Kepala Pusat Studi Ekonomi dan Kebijakan Publik Universitas Gadjah Mada (UGM) Tony Prasetiantono menyarankan Bank Indonesia (BI) untuk menaikkan bunga acuan BI 7 Days Repo Rate sebesar 0,25% guna meredam pelemahan nilai tukar rupiah terhadap dolar Amerika Serikat (AS). Langkah itu dinilai lebih baik ketimbang terus menghamburkan cadangan devisa.

Kenaikan bunga acuan diharapkan bisa meningkatkan daya tarik penempatan dana dalam rupiah. Dengan begitu, bisa meredam kemungkinan orang berbondong-bodong beralih ke penempatan dana dalam aset ataupun mata uang dolar AS. "Meski tidak ada jaminan (kenaikan bunga acuan) bisa menjaga depresiasi (kurs rupiah) tapi setidaknya mengurangi beban cadangan devisa," kata Tony dalam diskusi di Jakarta, Rabu (9/5).

Menurut dia, BI semestinya tidak perlu menunggu lama untuk menaikkan bunga acuan, sebab negara lain seperti Tiongkok sudah menaikkan bunga acuannya. “Kalau cadangan devisa terkuras, pasar akan semakin grogi,” kata dia. Adapun bunga acuan BI berada di level 4,25% sejak September 2017. (Baca juga: Bos BEI Dukung Kenaikan Bunga Acuan untuk Stabilkan Kurs Rupiah)

Tony menjelaskan, BI memang memiliki perjanjian bantuan fasilitas devisa dari negara lain, seperti Tiongkok, Jepang dan Korea Selatan. Fasilitas tersebut bisa menjadi bantalan bagi cadangan devisa. Namun, fasilitas tersebut belum pernah diaktifkan selama 18 tahun. Respons pasar atas penggunaan fasilitas itu pun belum terukur.

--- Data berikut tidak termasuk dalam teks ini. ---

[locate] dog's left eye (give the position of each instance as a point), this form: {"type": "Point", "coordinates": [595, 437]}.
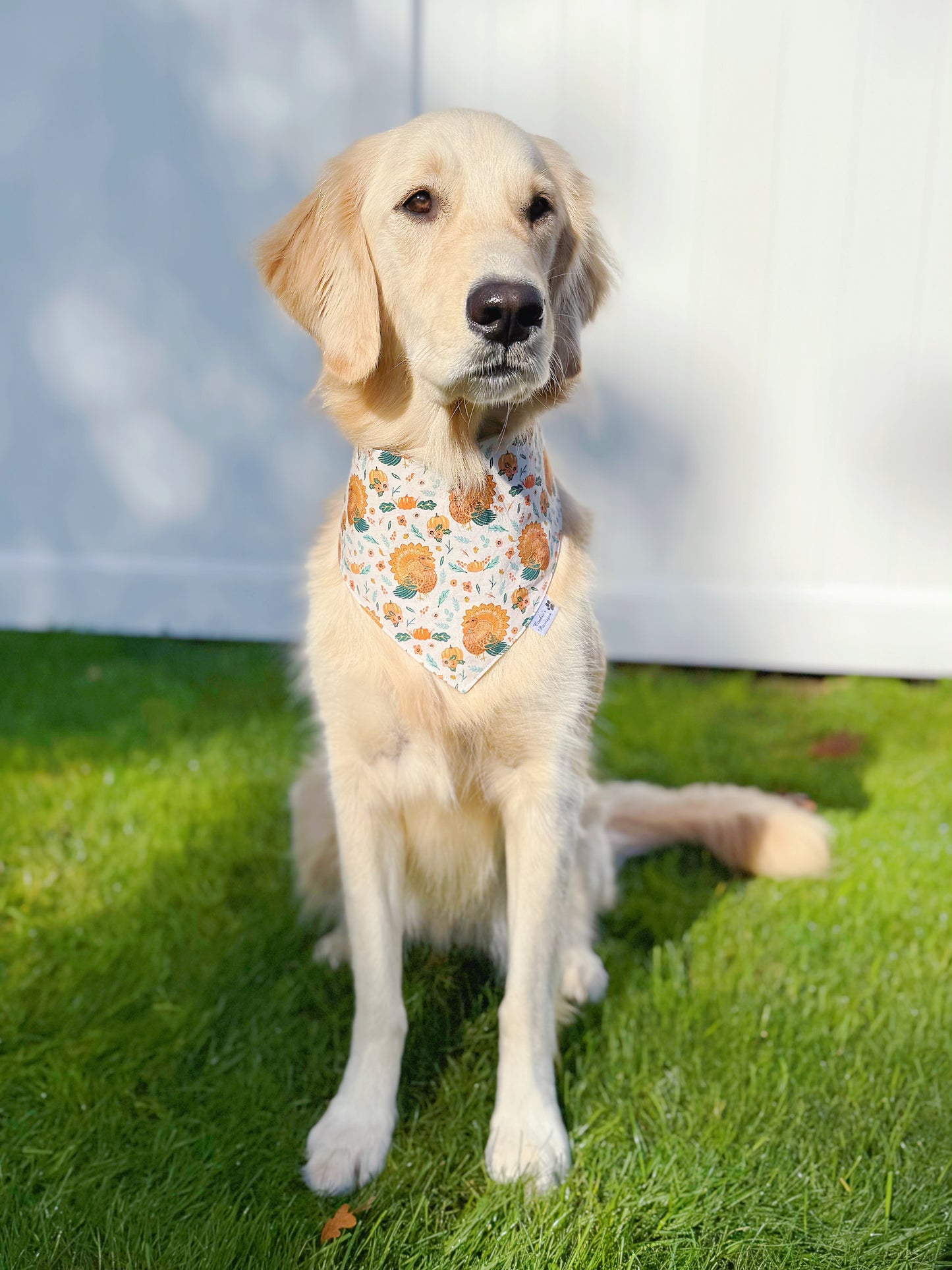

"Lebih baik manfaatkan peluru yang dimiliki yakni kenaikan suku bunga (acuan)," ujarnya. Ia menyarankan kenaikan bertahap bunga acuan sebesar 0,25%. Tapi, jika depresiasi kurs rupiah sudah semakin besar, kenaikan bisa sebesar 0,5%.

Ia tak menyarankan kenaikan lebih tinggi dari itu lantaran dikhawatirkan justru menimbulkan kepanikan di pasar keuangan. "Bisa timbul efek psikologis," ujarnya. (Baca juga: BI Tak Ragu Naikkan Bunga Acuan Jika Kurs Rupiah Bahayakan Stabilitas)

Dalam diskusi yang sama, Head of Economic and Research UOB Indonesia Enrico Tanuwidjaja menjelaskan pelemahan nilai tukar rupiah dan mata uang negara berkembang lainnya terhadap dolar AS dipicu oleh arus keluar dana asing seiring ekspektasi kenaikan bunga acuan bank sentral AS.

Arus keluar juga seiring kebijakan pemotongan pajak di AS hingga perang dagang dengan Tiongkok. "(Ini) memicu permintaan dolar AS karena banyak perusahaan membawa kembali dana ke sana," kata Enrico.

Meski begitu, ia mengatakan, depresiasi nilai tukar rupiah yang sebesar 3,3% sepanjang tahun ini masih lebih baik ketimbang rupee India dan ringgit Malaysia. Ia pun optimistis dengan ketahanan ekonomi domestik dalam menghadapi tekanan saat ini.

Ia berpendapat, ketahanan ekonomi Indonesia sudah lebih baik dibandingkan 10 tahun yang lalu. Hal itu tercermin dari kenaikan peringkat utang jangka panjang Indonesia. “Cadangan devisa juga naik nonstop sejak 2016 kuartal III. Kita jauh lebih baik dibandingkan tahun-tahun sebelumnya,” kata dia.

Cadangan devisa tercatat mencapai level tertingginya sepanjang masa yaitu US$ 131,98 miliar pada Januari 2018. Setelah itu, cadangan devisa mulai tergerus seiring membesarnya kebutuhan untuk stabilisasi kurs rupiah. Per akhir April, cadangan devisa tercatat Rp 124,9 miliar. (Baca juga: Tekanan Kurs Rupiah Berlanjut, Cadangan Devisa Tergerus US$ 1,1 Miliar)

Dalam hitungan BI, level tersebut masih memadai lantaran mampu membiayai 7,7 bulan impor atau 7,4 bulan impor dan pembayaran utang luar negeri pemerintah. Level tersebut berada di atas kecukupan internasional yaitu tiga bulan impor.